伎楽は平安時代には衰退し廃絶してしまったため、その所作やストーリーの詳細は不明である。天福元年(1232年)、興福寺の楽人であった狛近真が著した『教訓抄』によると、歯をむき出し、獣のような容貌の崑崙が卑猥な所作をしながら呉女に懸想するが、力士によって追い払われるといった、滑稽な筋のものであった。

大きくわけて木彫と乾漆(麻布を型に当て、漆で張り重ねて素地をつくったもの)があり、木彫は飛鳥時代のものがおおむねクスノキ、奈良時代がキリをつかって作られている。伎楽面は、能面などにみられる顔をおおうだけの形態とちがって、頭からすっぽりかぶるものであった。この特徴からギリシャ悲劇の仮面との共通性が指摘され、伎楽の伝来がギリシャであるという説もとなえられたが、詳細は不明である。

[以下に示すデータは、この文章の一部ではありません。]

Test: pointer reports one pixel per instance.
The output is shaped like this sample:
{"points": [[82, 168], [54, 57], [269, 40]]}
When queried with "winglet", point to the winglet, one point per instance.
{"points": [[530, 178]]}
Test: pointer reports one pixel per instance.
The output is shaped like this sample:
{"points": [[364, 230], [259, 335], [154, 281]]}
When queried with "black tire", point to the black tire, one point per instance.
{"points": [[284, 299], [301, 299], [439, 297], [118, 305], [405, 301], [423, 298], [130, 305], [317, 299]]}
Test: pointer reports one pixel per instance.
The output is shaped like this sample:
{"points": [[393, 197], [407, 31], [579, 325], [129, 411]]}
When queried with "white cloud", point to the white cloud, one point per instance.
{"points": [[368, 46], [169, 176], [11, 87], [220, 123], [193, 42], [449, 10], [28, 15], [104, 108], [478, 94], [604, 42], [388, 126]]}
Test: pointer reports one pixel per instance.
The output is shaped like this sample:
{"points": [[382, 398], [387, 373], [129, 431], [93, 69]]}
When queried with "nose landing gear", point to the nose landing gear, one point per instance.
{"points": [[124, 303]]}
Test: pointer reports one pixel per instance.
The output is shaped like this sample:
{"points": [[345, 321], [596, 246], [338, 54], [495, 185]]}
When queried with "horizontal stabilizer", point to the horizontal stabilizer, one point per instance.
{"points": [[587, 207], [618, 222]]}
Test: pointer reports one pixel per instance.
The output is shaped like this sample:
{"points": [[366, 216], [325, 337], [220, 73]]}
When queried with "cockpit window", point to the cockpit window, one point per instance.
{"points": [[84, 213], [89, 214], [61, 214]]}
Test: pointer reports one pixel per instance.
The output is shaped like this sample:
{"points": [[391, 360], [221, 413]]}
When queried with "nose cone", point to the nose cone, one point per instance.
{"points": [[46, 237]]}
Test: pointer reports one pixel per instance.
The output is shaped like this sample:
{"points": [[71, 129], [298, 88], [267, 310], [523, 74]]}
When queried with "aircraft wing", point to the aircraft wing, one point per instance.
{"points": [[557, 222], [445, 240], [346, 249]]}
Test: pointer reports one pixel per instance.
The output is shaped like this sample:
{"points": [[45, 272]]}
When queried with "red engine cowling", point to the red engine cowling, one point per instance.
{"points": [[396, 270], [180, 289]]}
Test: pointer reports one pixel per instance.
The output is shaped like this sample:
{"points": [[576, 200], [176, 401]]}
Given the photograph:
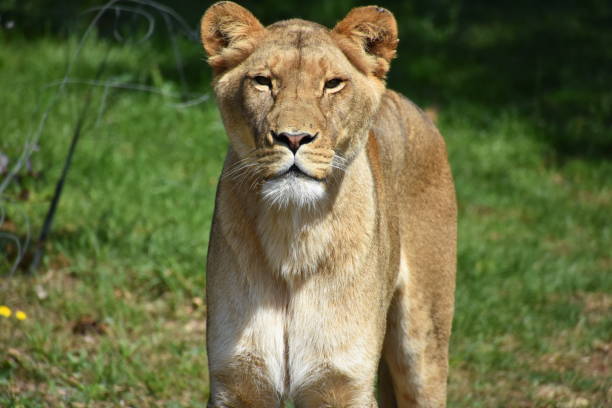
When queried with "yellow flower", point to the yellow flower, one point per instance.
{"points": [[5, 311]]}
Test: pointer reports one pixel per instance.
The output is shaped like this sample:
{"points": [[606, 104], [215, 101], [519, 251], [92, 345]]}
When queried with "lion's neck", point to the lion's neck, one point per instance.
{"points": [[298, 242]]}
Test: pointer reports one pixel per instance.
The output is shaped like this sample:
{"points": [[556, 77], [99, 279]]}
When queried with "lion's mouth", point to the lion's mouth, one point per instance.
{"points": [[295, 171]]}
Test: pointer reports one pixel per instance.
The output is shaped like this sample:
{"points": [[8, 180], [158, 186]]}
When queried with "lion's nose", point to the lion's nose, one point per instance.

使用されている顔料については1983年より宮内庁が正倉院の26面の伎楽面に対しX線検査および電子顕微鏡観察を行っており、それら炭酸カルシウム顔料の多くが、貝殻を原料とするものであることが明らかになっているほか、同じ白色顔料が正倉院宝物館所蔵の他の伎楽面以外の宝物に使われたことも明らかになっている。

伎楽面は造形的にもすぐれ、仏師の手になるものもあるといわれている。一見した印象では架空の動物や、当時の諸外国人の表情を伝えたものであるという感じを受ける。

東京国立博物館

東京国立博物館は、わが国の総合的な博物館として日本を中心に広く東洋諸地域にわたる文化財を収集・保管して公衆の観覧に供するとともに、これに関連する調査研究および教育普及事業等を行うことにより、貴重な国民的財産である文化財の保存および活用を図ることを目的としています。

平成19年4月1日からは、東京国立博物館の所属する独立行政法人国立博物館と独立行政法人文化財研究所が統合され「独立行政法人国立文化財機構」が発足しました。新法人のもと貴重な国民的財産である文化財の保存及び活用を、より一層効率的かつ効果的に推進していきます。